FalconStor is a data management software company based in Austin, Texas.

History 
FalconStor was co-founded in 2000 in New York by Computer Associates veterans ReiJane Huai and Wayne Lam. In 2007 the company started a joint-venture with the Chinese Academy of Sciences for the Blue Whale file system.
The joint venture was named Tianjin Zhongke Blue Whale Information Technologies Company, located in Tianjin, China. FalconStor was listed at #5 in the Forbes 2008 list of 25 fastest growing technology companies. In August 2009, FalconStor, in a  joint-venture with Nexsan to create the co-branded DeDupe SG. In 2011 CRN added FalconStor to their List of 25 “Need to Know: Storage Vendors”.

In 2012, the company agreed to pay $5.8 US million as part as a federal investigation settlement, after it has admitted that its employees gave more than $300,000 in bribes to executives at JPMorgan Chase with restricted stock shares and golf memberships in exchange for contracts. The company was further charged with falsifying its corporate books and records associated with the bribery.

On September 25, 2017, FalconStor was delisted from Nasdaq Capital Market. The company's stock is traded on OTC Markets Group Inc.’s OTCQB Venture Market.

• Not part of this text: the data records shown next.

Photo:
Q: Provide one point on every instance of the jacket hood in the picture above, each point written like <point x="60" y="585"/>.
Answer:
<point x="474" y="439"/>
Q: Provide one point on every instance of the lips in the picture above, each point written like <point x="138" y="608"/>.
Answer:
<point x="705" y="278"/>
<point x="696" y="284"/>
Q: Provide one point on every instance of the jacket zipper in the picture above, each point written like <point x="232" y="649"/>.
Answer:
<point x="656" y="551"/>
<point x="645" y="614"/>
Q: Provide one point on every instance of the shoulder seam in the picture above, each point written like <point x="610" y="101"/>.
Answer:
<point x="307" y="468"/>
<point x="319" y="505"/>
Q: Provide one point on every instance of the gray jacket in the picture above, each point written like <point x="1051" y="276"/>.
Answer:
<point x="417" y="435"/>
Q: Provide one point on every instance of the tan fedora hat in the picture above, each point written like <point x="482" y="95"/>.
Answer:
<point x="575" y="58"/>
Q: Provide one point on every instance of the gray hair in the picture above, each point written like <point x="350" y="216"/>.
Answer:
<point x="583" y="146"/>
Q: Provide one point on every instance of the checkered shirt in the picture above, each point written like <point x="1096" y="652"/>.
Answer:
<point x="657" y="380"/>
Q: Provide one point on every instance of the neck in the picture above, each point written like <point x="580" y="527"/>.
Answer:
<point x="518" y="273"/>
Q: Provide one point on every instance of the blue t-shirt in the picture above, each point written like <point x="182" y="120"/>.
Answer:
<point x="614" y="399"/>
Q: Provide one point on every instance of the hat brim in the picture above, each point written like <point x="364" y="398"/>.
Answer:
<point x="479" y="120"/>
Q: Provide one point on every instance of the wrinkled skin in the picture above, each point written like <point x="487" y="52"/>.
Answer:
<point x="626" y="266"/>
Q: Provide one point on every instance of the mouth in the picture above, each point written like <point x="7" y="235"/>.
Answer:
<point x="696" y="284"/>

In June 2020, FalconStor partners with Hitachi Content Platform (HCP) to provide end-to - end data management and backup solutions.

Personnel 
On August 17, 2017, FalconStor appointed Todd Brooks as CEO. Previously, he served as COO of ESW Capital companies Aurea Software and Trilogy.

In 2018, FalconStor moved its headquarters to Austin, Texas, and hired Brad Wolfe, former CFO for Asure Software, as CFO.

Products 
In 2019, FalconStor launched its Data Mastery software platform (a rebrand of its FreeStor product).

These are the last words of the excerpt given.